First on the market were orlistat, approved in 1998, and sibutramine, an antidepressant that was approved as an anti-obesity therapy in 1997 in the USA and in 1999 in Europe.
They’ve now been joined by rimonabant, which has been approved in Europe, and is likely to get its license in the USA shortly.
Remarkably, the anti-obesity drugs are getting approval with virtually no evidence of their safety and effectiveness. Hardly any studies have been properly carried out because of the vast numbers of participants who drop out long before the end.
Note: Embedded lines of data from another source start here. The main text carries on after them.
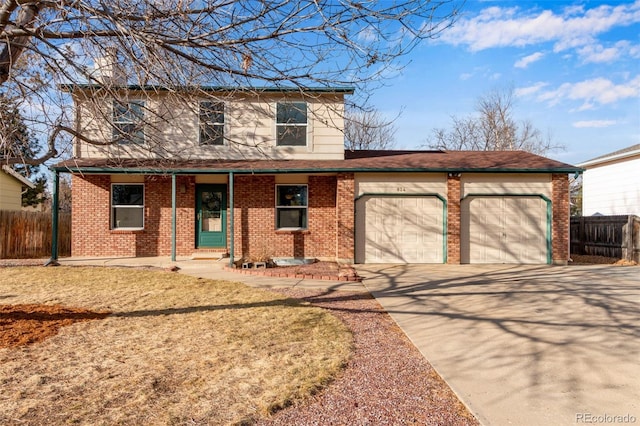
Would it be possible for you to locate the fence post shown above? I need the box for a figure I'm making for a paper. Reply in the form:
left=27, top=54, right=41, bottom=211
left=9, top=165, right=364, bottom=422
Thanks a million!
left=578, top=216, right=586, bottom=254
left=45, top=170, right=60, bottom=266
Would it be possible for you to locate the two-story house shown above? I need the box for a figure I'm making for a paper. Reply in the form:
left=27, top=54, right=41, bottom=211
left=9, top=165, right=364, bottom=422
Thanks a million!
left=54, top=77, right=579, bottom=264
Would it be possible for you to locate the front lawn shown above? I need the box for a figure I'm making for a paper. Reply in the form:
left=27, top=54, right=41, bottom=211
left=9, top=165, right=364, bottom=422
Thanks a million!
left=0, top=267, right=352, bottom=424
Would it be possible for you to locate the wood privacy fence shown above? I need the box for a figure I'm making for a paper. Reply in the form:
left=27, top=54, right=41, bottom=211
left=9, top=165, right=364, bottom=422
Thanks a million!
left=571, top=215, right=640, bottom=262
left=0, top=210, right=71, bottom=259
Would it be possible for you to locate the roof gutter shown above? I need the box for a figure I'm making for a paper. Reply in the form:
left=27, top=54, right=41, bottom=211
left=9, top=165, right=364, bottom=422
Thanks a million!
left=53, top=166, right=584, bottom=175
left=578, top=150, right=640, bottom=167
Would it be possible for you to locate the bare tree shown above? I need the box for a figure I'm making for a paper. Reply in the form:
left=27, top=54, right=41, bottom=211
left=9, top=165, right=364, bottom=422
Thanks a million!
left=0, top=0, right=458, bottom=164
left=427, top=89, right=563, bottom=155
left=344, top=107, right=397, bottom=150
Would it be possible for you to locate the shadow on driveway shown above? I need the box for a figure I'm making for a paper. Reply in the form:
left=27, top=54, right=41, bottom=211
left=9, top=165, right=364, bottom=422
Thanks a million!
left=358, top=265, right=640, bottom=425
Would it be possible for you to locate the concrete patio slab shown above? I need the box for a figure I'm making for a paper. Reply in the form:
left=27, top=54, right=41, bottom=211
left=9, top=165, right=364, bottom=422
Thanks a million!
left=357, top=265, right=640, bottom=425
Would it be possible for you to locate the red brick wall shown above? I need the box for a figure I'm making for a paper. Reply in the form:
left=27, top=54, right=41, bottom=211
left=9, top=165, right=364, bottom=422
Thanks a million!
left=71, top=175, right=195, bottom=257
left=447, top=176, right=461, bottom=264
left=72, top=175, right=353, bottom=259
left=335, top=173, right=355, bottom=263
left=234, top=176, right=344, bottom=259
left=551, top=174, right=570, bottom=265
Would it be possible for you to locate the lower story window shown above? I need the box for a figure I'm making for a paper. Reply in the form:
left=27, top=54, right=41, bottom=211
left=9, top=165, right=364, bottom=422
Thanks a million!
left=111, top=183, right=144, bottom=229
left=276, top=185, right=308, bottom=229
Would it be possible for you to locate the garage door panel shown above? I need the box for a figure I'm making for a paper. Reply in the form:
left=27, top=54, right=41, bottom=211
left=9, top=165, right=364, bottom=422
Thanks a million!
left=356, top=196, right=444, bottom=263
left=461, top=196, right=548, bottom=264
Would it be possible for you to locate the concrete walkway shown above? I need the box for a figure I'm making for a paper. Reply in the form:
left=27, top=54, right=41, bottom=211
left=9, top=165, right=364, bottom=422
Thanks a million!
left=357, top=265, right=640, bottom=426
left=60, top=257, right=368, bottom=291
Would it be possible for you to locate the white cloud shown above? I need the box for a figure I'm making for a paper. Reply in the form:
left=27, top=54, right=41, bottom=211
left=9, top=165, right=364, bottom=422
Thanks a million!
left=441, top=0, right=640, bottom=52
left=513, top=52, right=544, bottom=68
left=514, top=81, right=549, bottom=97
left=572, top=120, right=617, bottom=129
left=538, top=75, right=640, bottom=111
left=578, top=40, right=640, bottom=63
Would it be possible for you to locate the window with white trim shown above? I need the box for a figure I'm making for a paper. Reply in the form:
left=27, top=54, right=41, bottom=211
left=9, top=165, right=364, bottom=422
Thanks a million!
left=113, top=100, right=144, bottom=145
left=199, top=101, right=224, bottom=145
left=276, top=185, right=309, bottom=229
left=111, top=183, right=144, bottom=229
left=276, top=102, right=307, bottom=146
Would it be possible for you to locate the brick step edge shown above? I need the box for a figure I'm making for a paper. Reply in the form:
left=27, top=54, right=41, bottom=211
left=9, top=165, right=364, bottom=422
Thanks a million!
left=224, top=266, right=362, bottom=282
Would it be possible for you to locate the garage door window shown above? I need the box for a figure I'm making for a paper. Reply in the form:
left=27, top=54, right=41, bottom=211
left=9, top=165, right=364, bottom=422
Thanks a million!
left=276, top=185, right=308, bottom=229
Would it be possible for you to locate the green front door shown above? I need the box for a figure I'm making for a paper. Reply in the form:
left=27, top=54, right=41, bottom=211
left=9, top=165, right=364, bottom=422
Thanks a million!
left=196, top=185, right=227, bottom=248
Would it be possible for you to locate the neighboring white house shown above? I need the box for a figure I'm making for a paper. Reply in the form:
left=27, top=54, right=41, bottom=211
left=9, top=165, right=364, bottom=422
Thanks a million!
left=0, top=166, right=34, bottom=210
left=578, top=144, right=640, bottom=216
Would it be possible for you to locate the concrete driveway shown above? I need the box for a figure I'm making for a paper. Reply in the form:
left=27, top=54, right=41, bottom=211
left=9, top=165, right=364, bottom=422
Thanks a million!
left=358, top=265, right=640, bottom=425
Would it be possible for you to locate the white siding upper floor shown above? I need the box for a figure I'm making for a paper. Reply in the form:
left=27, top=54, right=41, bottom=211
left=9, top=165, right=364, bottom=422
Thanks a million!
left=0, top=166, right=33, bottom=211
left=74, top=89, right=350, bottom=159
left=579, top=145, right=640, bottom=216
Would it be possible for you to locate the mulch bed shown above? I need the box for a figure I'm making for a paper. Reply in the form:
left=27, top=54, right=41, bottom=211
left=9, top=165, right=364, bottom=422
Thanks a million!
left=0, top=304, right=109, bottom=348
left=227, top=261, right=361, bottom=281
left=257, top=289, right=479, bottom=425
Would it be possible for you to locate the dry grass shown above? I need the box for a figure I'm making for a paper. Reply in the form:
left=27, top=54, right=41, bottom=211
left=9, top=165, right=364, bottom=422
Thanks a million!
left=0, top=267, right=352, bottom=424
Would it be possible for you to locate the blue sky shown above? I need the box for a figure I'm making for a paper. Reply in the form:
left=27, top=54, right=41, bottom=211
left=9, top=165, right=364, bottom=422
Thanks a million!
left=371, top=0, right=640, bottom=164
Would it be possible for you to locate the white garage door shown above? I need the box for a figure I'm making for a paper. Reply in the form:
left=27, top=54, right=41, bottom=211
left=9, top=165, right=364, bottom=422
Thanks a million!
left=356, top=196, right=444, bottom=263
left=460, top=196, right=548, bottom=264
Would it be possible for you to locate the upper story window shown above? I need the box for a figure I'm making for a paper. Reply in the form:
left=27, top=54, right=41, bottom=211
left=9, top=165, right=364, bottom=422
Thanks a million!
left=113, top=100, right=144, bottom=145
left=276, top=102, right=307, bottom=146
left=111, top=183, right=144, bottom=229
left=200, top=101, right=224, bottom=145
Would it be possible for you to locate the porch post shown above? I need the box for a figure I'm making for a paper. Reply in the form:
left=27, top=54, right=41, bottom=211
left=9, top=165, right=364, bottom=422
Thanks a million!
left=45, top=170, right=60, bottom=266
left=229, top=172, right=235, bottom=268
left=171, top=173, right=176, bottom=262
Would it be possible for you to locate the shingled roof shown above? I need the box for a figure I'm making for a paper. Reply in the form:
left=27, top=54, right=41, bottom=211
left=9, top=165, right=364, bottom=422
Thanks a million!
left=54, top=150, right=582, bottom=174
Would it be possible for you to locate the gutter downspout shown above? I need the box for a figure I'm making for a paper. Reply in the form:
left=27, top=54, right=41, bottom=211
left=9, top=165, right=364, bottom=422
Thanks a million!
left=44, top=170, right=60, bottom=266
left=171, top=173, right=176, bottom=262
left=229, top=172, right=235, bottom=268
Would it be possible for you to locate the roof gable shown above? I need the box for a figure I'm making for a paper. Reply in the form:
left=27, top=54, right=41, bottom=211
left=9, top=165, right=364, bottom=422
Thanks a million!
left=55, top=150, right=582, bottom=174
left=2, top=165, right=35, bottom=189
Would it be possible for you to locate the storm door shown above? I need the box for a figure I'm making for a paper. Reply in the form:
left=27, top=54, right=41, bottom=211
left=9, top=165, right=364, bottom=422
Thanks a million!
left=196, top=185, right=227, bottom=248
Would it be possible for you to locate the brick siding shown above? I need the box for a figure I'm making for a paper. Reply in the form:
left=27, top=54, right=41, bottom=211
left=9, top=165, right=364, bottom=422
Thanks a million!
left=72, top=174, right=354, bottom=260
left=447, top=175, right=461, bottom=265
left=551, top=174, right=570, bottom=265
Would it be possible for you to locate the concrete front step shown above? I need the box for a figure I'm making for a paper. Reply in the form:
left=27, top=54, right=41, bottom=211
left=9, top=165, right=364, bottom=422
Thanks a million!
left=191, top=249, right=229, bottom=260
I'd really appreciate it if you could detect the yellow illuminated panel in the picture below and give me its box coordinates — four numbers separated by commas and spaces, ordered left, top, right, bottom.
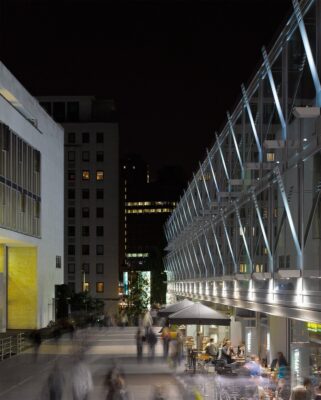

The little we know suggests that orlistat and sibutramine achieve a weight loss of less than 5 per cent – half the target suggested by the European drug regulator, the EMEA (European Agency for the Evaluation of Medicinal Products).
Orlistat often causes gastro-intestinal problems, and sibutramine increases blood pressure and pulse rate. Early results back on rimonabant suggest that it can dramatically alter the patient’s mood.
As researchers from Canada’s University of Alberta Hospital in Edmonton point out, we also don’t know what the long-term effects of the drugs are.